With a few other exciting technology partnerships on the horizon, Fraser-Murison feels confident that there will be an exemplary level of industry involvement. When talking, he stressed the importance of these partnerships and specified that it’s “very important that [Queen Mary’s College] tie these relationships around the education side of things – we are going to use them for guest speakers, business models and case studies. Students will be able to get discounts on certain equipment, and they’re also going to help us launch a scholarship for students who have less money than others or those who particularly excel.”
When considering student life after college and the importance of industry experience, Fraser-Murison hopes that: “[the college’s partners] will also be able to provide us with certain work experience opportunities in the students’ second year and possibly provide a pathway for those students who don’t want to progress onto Chichester or Staffordshire University.”
Looking past this September, Fraser-Murison revealed some of the college’s longer-term plans when it comes to esports in education.
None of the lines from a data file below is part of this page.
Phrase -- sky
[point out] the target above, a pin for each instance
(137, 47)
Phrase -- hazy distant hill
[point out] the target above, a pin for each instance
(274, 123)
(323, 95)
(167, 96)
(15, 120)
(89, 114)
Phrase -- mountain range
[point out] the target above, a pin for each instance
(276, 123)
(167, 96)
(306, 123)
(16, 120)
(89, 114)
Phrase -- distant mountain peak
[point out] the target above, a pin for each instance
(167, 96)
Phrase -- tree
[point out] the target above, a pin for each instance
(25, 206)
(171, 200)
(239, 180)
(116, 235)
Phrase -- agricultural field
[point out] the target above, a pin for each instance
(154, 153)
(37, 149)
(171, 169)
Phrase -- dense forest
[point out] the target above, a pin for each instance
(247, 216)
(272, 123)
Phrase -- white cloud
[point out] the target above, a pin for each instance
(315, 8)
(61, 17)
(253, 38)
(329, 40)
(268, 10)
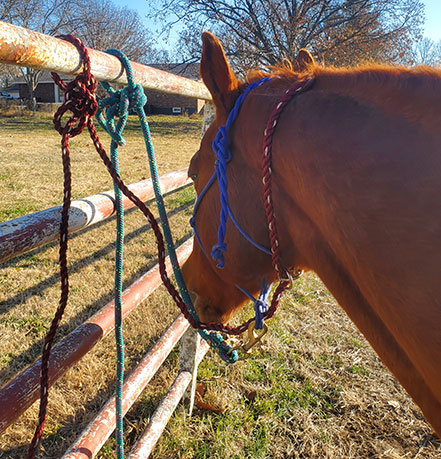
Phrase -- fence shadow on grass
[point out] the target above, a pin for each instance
(37, 289)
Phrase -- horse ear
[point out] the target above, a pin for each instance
(303, 61)
(217, 75)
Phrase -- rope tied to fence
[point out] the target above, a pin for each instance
(79, 100)
(136, 101)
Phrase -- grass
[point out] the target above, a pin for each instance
(314, 390)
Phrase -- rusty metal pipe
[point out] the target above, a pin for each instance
(23, 47)
(98, 431)
(25, 233)
(19, 394)
(152, 433)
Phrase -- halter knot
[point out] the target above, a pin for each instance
(217, 253)
(261, 304)
(221, 145)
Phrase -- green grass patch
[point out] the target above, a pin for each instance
(15, 210)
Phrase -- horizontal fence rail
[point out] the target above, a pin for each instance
(19, 394)
(98, 431)
(23, 47)
(25, 233)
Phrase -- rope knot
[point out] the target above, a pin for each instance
(217, 253)
(115, 105)
(221, 145)
(137, 98)
(79, 96)
(261, 304)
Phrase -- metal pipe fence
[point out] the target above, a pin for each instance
(23, 47)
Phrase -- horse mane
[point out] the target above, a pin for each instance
(422, 78)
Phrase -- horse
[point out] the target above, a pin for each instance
(356, 184)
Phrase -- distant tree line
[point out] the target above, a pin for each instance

He explained that once the qualifications were approved and embargoed in January, Queen Mary’s College placed “a £600,000 bid to create our very own esports floor which will be a first within education we believe – certainly at a sixth form level – so that we can go ahead with being the leading esports BTEC provider in the South of England.” He went on to describe how such a facility would aim to provide students with all the equipment and space needed to deliver events and other projects listed in the qualifications’ specification.
Whilst the new qualifications have a few question marks around them, they do appear to be well-rounded and embrace different and important aspects of the industry like broadcasting, events, marketing, and business. One can hope that with the appropriate teaching resources and engagement from industry, tutors will be able to deliver the qualifications to a reasonable standard and do the BEA’s work on the new qualifications some justice.
Despite having little professional experience in esports, it’s great to see Fraser-Murison and the staff at Queen Mary’s College are approaching the new qualifications with enthusiasm. Hopefully, with industry involvement and the framework provided by the qualifications themselves, he will be able to support the next generation of esports professionals on their journey into the industry. If its plans are approved, the college’s esports floor will double-down on Queen Mary’s commitment to esports in education and, hopefully, raise the bar for other institutions to follow suit.